Bergman & Eichmann
Can the same ethical precept be honest and courageous on the lips of one person, and abject and cowardly on those of another?
What do the genius of good and the genius of evil have in common? Apart from being human, what joins Ingmar Bergman and Adolf Eichmann, one of the greatest talents in the history of cinema, and one of the greatest criminals in the history of humanity? Between the creator and the destroyer, one who left works of beauty and insoluble complexity behind him, and another who left a trail of ugliness and lethal simplicity.
Between a beacon of light and a black hole of darkness.
I wondered along these lines while watching a recent documentary on the trial of Eichmann in 1961 in Jerusalem. Because I had just seen another documentary where Bergman, interviewed in his old age, is seen talking about almost everything under the sun. At one moment the interviewer mentions the nine children he had by different wives, and asks if he regrets having abandoned them. Bergman responds immediately, as if he had thought long and hard about it. "I did," he says, "until I realized that feeling remorse about something so serious as abandoning your children is pure theater, a way of living with a suffering in no way comparable to the suffering you have caused."
Feeling remorse is pure theater, a way of living with a suffering in no way comparable to the suffering you have caused"
The answer impressed me. I thought of Spinoza, who said that remorse is one of the human being's worst enemies (the other is hatred); a repugnant thing that in the long run destroys us. Bergman's response is that of a free man, an honest man, who knows men and knows that it is wrong to aggravate a sin you have committed by that of suffering for having committed it.
This is why, in the Eichmann documentary, I felt a frisson when Eichmann said much the same thing. Near the end of the trial the prosecutor asks him if he feels guilty for the murder of millions of Jews. "From the human point of view, yes," answers Eichmann, "because I organized the deportations." He adds: "But remorse is useless -- it won't bring back the dead. Remorse is meaningless. Remorse is fine for children. What matters is how to avoid having it in the future."

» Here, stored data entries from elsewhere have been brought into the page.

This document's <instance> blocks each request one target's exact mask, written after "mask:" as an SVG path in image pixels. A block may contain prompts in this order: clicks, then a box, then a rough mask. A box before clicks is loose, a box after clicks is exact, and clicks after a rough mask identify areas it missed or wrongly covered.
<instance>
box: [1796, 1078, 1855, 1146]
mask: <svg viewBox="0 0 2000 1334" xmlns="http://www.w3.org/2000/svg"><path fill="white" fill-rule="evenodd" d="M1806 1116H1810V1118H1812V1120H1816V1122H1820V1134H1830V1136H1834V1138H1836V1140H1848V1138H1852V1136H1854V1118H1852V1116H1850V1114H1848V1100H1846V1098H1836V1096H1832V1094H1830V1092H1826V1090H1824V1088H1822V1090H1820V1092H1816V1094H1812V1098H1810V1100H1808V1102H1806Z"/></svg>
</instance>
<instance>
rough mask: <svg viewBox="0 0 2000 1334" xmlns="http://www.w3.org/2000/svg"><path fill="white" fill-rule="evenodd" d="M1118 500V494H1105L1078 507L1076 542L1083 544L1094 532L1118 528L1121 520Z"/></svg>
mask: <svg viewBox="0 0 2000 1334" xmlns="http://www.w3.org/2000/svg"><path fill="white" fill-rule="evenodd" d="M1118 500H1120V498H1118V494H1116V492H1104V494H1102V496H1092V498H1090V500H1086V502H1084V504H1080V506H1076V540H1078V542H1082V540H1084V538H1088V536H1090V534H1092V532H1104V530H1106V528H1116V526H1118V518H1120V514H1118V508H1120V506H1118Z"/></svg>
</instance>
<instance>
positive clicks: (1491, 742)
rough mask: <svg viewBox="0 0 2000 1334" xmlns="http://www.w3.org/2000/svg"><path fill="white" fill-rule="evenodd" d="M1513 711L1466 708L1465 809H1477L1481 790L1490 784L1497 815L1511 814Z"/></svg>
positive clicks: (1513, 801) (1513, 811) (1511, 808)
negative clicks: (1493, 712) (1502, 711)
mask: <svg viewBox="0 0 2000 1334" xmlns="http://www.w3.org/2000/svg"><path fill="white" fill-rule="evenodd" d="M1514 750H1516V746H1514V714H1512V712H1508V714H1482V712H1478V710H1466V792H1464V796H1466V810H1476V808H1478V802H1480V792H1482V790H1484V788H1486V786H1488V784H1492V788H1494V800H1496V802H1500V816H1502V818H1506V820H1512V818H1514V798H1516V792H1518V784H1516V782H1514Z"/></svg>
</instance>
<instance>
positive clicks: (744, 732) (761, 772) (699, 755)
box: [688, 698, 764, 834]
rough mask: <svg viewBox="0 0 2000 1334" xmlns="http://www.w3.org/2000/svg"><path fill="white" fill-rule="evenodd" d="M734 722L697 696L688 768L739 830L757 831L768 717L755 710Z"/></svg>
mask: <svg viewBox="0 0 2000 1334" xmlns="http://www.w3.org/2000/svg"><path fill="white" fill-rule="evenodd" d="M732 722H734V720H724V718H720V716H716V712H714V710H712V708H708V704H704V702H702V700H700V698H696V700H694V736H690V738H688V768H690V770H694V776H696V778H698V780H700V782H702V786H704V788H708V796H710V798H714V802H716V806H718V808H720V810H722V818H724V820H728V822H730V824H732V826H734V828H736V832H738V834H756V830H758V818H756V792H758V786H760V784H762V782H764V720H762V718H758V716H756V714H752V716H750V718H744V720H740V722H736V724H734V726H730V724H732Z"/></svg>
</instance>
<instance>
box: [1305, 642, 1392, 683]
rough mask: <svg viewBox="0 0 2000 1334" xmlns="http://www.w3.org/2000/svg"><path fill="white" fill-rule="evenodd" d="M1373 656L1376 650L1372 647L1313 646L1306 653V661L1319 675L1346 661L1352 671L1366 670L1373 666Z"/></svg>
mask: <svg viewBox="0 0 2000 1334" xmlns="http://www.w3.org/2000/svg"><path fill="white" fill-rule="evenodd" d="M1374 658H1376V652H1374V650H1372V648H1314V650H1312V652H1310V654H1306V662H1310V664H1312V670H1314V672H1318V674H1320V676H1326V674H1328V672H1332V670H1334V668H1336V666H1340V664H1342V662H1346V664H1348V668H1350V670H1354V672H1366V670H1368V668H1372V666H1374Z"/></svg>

Was Eichmann right? How can you not feel remorse for having brought about millions of deaths? Bridging for a moment the unbridgeable abyss between Bergman's mistake and Eichmann's crime, did this rejection of repentance really unite the genius of good and the genius of evil? How? Can one and the same ethical precept be honest and courageous on the lips of one person, and abject and cowardly on those of another? Or does it all depend on the difference between a horrendous crime, and a mere moral error? Was there some trace of decency in the SS man?
One answer to these questions (or what then seemed to me an answer) came immediately afterward, in the same documentary, when, having admitted that he was guilty of the extermination of the Jews, Eichmann denied it, retreating to his usual line of defense during the trial: he considered what happened to the Jews a monstrous crime, but he himself could do no other thing than what he did, having been no more than a technician who was obliged by his oath of obedience to do what he did: thus, in his mind he felt "free of responsibility."
The first difference between Bergman and Eichmann is clear, the scale of their errors. Nor is the second banal. Bergman entirely accepts his responsibility. Eichmann, only in appearance -- in fact he rejects it. Pascal observed that only two classes of men exist: on the one hand, the just who believe they are sinners; on the other, the sinners who believe they are just. Bergman was perhaps a sinner, but unlike Eichmann, he did not believe himself to be one of the just.
This is perhaps the first condition for being one of the just.